# Got a big hole in the gunnel of my boat



## notnksnemor (Aug 26, 2017)

But I filled it with a sweet new bait cutting table...


----------



## tsharp (Aug 26, 2017)

Should work fine, you had me for sure.


----------



## swamp hunter (Aug 27, 2017)

Them things are Mighty Handy,,If you don't want blood and guts all over the Deck.. and folks cutting bait on your Leaning post or Coolers.
Good job !


----------



## notnksnemor (Aug 28, 2017)

swamp hunter said:


> Them things are Mighty Handy,,If you don't want blood and guts all over the Deck.. and folks cutting bait on your Leaning post or Coolers.
> Good job !



Thanks.
It was a pretty easy install.
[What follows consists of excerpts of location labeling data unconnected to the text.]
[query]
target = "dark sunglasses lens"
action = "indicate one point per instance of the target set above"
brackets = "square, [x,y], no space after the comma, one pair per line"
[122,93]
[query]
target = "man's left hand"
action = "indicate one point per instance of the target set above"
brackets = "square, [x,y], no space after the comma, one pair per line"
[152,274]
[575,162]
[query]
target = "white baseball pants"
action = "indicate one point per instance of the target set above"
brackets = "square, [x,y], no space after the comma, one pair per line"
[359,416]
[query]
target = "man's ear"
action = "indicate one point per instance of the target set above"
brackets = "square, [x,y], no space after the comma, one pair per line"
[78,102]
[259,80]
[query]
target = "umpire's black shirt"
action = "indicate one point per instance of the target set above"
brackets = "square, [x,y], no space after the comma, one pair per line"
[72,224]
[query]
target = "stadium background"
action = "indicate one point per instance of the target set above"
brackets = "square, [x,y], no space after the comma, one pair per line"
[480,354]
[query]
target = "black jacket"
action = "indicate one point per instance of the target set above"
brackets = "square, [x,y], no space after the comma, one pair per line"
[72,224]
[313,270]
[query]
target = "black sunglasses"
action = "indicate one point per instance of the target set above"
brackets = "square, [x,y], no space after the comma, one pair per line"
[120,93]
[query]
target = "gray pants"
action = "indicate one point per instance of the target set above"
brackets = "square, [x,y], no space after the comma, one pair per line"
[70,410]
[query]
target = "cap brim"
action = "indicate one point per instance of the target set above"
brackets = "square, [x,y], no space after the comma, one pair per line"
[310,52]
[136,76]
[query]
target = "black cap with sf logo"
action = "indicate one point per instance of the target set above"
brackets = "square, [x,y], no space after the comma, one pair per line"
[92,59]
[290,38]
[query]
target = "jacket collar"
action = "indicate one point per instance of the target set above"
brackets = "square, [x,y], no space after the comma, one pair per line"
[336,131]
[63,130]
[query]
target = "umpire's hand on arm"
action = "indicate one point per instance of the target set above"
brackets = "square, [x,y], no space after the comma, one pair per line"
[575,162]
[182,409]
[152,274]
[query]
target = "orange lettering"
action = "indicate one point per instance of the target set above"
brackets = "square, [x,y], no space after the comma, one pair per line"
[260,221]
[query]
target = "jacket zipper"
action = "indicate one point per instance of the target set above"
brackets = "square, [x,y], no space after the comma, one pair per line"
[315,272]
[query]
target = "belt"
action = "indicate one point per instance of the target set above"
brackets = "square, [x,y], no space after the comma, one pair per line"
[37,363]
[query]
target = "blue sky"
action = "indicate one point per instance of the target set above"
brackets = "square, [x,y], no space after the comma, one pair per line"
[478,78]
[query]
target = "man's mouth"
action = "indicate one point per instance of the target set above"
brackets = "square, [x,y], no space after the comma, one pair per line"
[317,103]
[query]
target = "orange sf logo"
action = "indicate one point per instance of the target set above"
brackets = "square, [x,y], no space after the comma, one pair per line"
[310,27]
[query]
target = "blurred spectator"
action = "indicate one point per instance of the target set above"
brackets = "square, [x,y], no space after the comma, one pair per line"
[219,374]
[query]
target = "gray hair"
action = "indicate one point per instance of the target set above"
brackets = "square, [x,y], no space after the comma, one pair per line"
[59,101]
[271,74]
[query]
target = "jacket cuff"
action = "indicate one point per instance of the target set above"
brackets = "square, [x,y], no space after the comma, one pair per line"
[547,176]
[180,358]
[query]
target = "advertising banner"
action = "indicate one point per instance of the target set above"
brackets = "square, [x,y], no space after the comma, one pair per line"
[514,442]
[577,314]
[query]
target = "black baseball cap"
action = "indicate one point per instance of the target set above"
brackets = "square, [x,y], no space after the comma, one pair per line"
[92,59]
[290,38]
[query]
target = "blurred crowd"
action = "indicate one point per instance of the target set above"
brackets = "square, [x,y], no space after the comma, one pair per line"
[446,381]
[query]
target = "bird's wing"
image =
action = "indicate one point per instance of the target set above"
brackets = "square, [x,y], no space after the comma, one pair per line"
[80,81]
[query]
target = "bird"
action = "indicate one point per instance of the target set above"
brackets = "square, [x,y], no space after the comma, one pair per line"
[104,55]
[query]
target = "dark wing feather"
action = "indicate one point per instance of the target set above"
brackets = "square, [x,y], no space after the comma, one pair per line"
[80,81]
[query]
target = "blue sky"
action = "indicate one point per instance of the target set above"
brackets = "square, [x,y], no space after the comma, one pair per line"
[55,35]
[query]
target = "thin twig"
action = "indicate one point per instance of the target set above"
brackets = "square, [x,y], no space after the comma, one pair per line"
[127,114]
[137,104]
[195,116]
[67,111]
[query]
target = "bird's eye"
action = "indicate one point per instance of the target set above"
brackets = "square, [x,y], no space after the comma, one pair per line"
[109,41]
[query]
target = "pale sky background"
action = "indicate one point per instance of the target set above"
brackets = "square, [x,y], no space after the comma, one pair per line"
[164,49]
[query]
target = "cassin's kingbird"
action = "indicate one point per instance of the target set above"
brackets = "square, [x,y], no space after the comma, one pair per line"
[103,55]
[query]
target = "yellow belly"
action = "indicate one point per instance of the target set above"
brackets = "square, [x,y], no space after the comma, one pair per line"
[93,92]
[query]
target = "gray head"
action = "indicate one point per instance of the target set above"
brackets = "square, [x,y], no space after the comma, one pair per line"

Hardest part was hollowing out the foam for the 9" 15 degree holder.


----------



## teethdoc (Aug 30, 2017)

I thought that's what the cooler was for Lol.


----------



## notnksnemor (Aug 30, 2017)

teethdoc said:


> I thought that's what the cooler was for Lol.



Had one "guest" try to cut bait on the deck of my boat.
Wonder what ever happened to him??


----------



## swamp hunter (Aug 30, 2017)

I heat up a long Serrated Bread Knife with a Torch and it cut's thru Foam like Butter...I've did a bunch of it.


----------



## notnksnemor (Aug 31, 2017)

swamp hunter said:


> I heat up a long Serrated Bread Knife with a Torch and it cut's thru Foam like Butter...I've did a bunch of it.



Great tip, thanks.
I've got another one to install on the port side and I'll be using this tip.


----------